Los límites que nos resguardan

De pequeña me encantaba dormir hecha un taquito entre las sábanas. Hacía muy estirada mi cama y me metía sin abrirla, para que apenas se moviera cuando estuviera acostada. Era delicioso sentir ese peso de algo como dándome un abrazo. Me hacía sentir segura.

Las líneas en una calle nos indican por dónde podemos pasar. Las reglas de un juego nos ayudan a ganar. Las palabras que nombran las cosas les dan forma a las relaciones. Tener un espacio delimitado por la convención, las costumbres, los marcos que nos hacemos, nos da un espacio seguro hasta cierta forma. Porque sabemos que allí adentro, las cosas están claras y se van a desarrollar de cierta forma.

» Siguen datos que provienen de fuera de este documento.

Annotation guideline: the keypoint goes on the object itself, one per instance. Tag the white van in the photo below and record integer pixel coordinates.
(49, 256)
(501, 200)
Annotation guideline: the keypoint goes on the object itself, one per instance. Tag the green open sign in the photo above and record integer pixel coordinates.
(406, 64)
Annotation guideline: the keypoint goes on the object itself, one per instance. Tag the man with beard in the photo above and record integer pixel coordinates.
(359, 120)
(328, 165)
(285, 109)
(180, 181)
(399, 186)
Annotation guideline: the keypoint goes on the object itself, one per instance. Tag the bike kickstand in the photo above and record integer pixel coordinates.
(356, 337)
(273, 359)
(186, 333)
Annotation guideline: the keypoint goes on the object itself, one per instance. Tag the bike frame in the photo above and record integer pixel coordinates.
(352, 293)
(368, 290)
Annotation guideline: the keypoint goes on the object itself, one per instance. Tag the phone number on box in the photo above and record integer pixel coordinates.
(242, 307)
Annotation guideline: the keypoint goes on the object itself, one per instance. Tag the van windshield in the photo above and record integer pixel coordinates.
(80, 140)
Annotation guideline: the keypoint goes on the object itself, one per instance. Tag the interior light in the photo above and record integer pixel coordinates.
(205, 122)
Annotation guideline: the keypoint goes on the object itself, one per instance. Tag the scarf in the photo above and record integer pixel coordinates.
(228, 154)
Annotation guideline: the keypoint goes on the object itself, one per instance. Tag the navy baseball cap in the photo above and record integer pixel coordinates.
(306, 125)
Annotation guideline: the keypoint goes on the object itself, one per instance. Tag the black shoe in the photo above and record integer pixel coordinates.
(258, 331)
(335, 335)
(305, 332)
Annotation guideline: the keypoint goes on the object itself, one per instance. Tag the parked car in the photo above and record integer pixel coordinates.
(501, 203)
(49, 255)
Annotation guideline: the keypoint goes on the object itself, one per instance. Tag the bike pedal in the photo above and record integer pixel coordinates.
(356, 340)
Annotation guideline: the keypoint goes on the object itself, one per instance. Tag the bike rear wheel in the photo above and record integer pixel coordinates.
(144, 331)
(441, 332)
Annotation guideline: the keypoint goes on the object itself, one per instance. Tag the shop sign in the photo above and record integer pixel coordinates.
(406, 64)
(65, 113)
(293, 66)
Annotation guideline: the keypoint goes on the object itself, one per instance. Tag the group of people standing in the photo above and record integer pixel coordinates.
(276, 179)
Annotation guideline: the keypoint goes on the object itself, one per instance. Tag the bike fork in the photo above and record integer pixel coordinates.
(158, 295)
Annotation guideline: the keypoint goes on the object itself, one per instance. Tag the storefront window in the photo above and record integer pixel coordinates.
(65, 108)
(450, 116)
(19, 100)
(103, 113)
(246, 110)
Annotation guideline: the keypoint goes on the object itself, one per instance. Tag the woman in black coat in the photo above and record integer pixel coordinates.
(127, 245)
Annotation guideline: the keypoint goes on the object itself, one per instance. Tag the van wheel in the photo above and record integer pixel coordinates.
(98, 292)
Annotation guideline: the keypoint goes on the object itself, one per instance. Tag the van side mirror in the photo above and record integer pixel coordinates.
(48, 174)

Pero eso tiene dos problemas. Uno, nada permanece estático para siempre y, algún día, ese mundito tan lindamente definido se va a ir al trasto. Dos, quedarnos para siempre en el mismo lugarcito nos mata. Todo cambia. Siempre. No estamos seguros en ninguna parte, porque nada está garantizado y nada nos merecemos. Hay que ampliar los límites que nos imponemos, salirse de la raya de vez en cuando, asomar la cabeza a ver qué hay más allá de la cueva. Vivir.

Aunque también cae bien un abrazo apretado de vez en cuando y alguien que nos mienta con voz dulce y que nos diga que todo va a estar bien. Hasta está bien creérnoslo.

Así me atormento

No conozco un día de la semana que no esté ocupado con “algo”. Desde el recordatorio de las madrugadas que llama a despertar niños y a hacer loncheras y a llenar la casa entre semana, hasta actividades sociales (de los niños) los sábados y demás en los domingos. El resultado es que siento que mi tiempo está aún más estirado y escaso que lo normal. Pero, me digo, así es la vida y hay que seguir.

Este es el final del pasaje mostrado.